Wednesday, July 8 | 9:53 p.m.
BY TOM VOGT
COLUMBIAN STAFF WRITER
The old Columbia Adventist Academy school is demolished Wednesday. Finishing touches on the new classroom building, constructed nearby, will be done when students arrive in August. (Photos by Steven Lane/The Columbian)
Principal Matthew Butte got to move into his new building at Columbia Adventist Academy a bit ahead of everybody else.
He didn’t have much choice: The building that contained his old office was set on fire Tuesday — by the fire department — and then smashed to rubble Wednesday.
"I’m working in the office in the new building now," Butte said.
This week’s devastation was all part of the makeover at Columbia Adventist. The new high school building is the centerpiece of a $6 million capital campaign on the Meadow Glade campus southwest of Battle Ground.

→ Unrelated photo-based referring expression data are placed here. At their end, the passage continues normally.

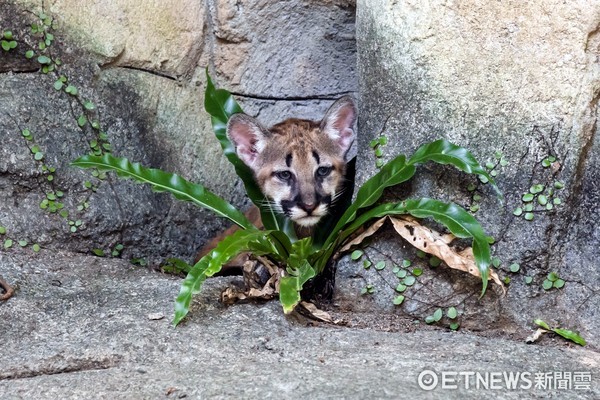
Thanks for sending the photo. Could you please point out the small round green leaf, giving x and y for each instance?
(535, 189)
(409, 280)
(44, 60)
(547, 285)
(527, 197)
(434, 261)
(559, 283)
(529, 216)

The classroom building is expected to open on schedule in August when more than 100 students in grades nine through 12 report for class.
A couple of other vintage buildings already have come down on the grounds of the 106-year-old academy: the home-economics building and the boiler room, which had a more interesting past than many institutional heating plants.
Longtime local residents told Butte that the boiler had originally been part of a railroad locomotive.
When it was time for the 62-year-old school to come down, local firefighters scheduled a training exercise, setting the building ablaze Tuesday so they could practice putting it out.
When the rubble is cleared, the building’s footprint will become a landscaped area.
"The new building was built on a grassy area, so we lost that green space," Butte said. "Now we’ll get some back.
"Way down the road, that site might be used to build a gymnasium. We’re still in Phase 1 of this project, and that would be Phase 3 or 4," Butte said.